As for places to watch, you could stake out a place early and stay there or you could plan to watch him come through a few towns along the way. The latter might be difficult since you aren't familiar with the area. At any rate, it will be an unforgetable experience for him (and you as well). The crowds in Boston are wonderful--real fans of running and proud of the Boston Marathon's place in the sport. I'll cross my fingers that your stepson has cool, dry weather for his Boston adventure and that you have a great time on race day and before.
Julia

----------


## GramChop

thanks, julia!  he is slowly checking off his "bucket list" and running a marathon is on the list!

we're planning on staking out one place on the route and staying there until he passes!  we have pom-poms, mardi gras beads, signs and noise makers to cheer him on!

hancock does, indeed, have a central meeting location for their runners/families so we will meet up with him there post-race.

thanks for the crossed fingers for weather!!!

----------


## GramChop

i'm home from my whirlwind boston massacre!  what a trip.  once i upload my photographs, i will post a report.

my step-son did run the boston marathon and he finished with an extremely respectable 4 hour 19 minute time!

----------


## amyb

I am smiling knowing you are back on the forum. A

----------


## fins85258

Anyone who can knockdown 10 minute miles for 4 1/2 hours straight is more than respectable, it's commendable. It may be half speed compared to the winner but it's still 26 miles of pounding.

----------


## GramChop

thanks, fins!  i passed on your words to my stepson and he says 'thanks'.
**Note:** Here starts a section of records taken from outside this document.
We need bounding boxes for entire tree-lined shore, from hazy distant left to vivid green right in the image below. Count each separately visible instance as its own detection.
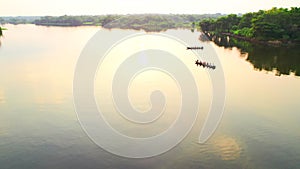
[0,7,300,46]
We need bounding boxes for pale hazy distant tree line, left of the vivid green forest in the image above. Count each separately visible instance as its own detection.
[0,13,225,32]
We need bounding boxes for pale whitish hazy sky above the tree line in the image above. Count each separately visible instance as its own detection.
[0,0,300,16]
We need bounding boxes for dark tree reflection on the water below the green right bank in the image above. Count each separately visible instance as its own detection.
[199,34,300,76]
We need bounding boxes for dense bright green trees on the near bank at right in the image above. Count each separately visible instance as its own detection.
[199,7,300,42]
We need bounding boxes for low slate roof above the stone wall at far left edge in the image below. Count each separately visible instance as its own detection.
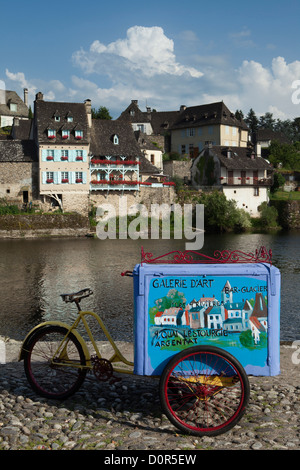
[0,140,38,163]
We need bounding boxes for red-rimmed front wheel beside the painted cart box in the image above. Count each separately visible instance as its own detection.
[159,346,250,436]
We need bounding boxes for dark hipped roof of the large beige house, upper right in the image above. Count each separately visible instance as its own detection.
[172,101,248,130]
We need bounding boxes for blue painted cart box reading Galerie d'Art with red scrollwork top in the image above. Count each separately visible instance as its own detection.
[133,248,280,376]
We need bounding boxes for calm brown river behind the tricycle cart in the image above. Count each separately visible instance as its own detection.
[0,233,300,341]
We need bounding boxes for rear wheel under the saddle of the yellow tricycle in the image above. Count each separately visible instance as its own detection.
[24,325,87,399]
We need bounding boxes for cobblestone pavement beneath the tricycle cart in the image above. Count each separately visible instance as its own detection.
[0,341,300,451]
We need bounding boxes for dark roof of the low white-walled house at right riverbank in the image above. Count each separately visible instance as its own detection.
[204,145,273,171]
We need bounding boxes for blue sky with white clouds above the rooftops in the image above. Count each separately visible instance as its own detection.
[0,0,300,120]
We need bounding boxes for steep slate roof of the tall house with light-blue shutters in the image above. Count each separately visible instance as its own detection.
[34,99,90,145]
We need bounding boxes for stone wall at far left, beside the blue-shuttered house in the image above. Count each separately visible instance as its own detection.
[0,162,38,204]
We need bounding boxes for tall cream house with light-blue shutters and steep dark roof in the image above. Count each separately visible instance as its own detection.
[33,93,92,213]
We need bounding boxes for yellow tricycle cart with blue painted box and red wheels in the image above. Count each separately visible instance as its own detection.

don't tell anyone, but he inspired me to start training.  there's a 1/2 marathon here in new orleans in february that i'm going to run.  i actually ran my first consistent mile yesterday...now 12.1 more to go!

----------


## phil62

Good for you, Gramchop. You go girl!! A

----------


## GramChop

i thought i would just let that slip by unnoticed, but you've got THE eye, amy!  i'm training slowly and steadily on my own now, but will hook up with a running team in august.  who knows, maybe i will complete a full marathon by the time i'm 50!

----------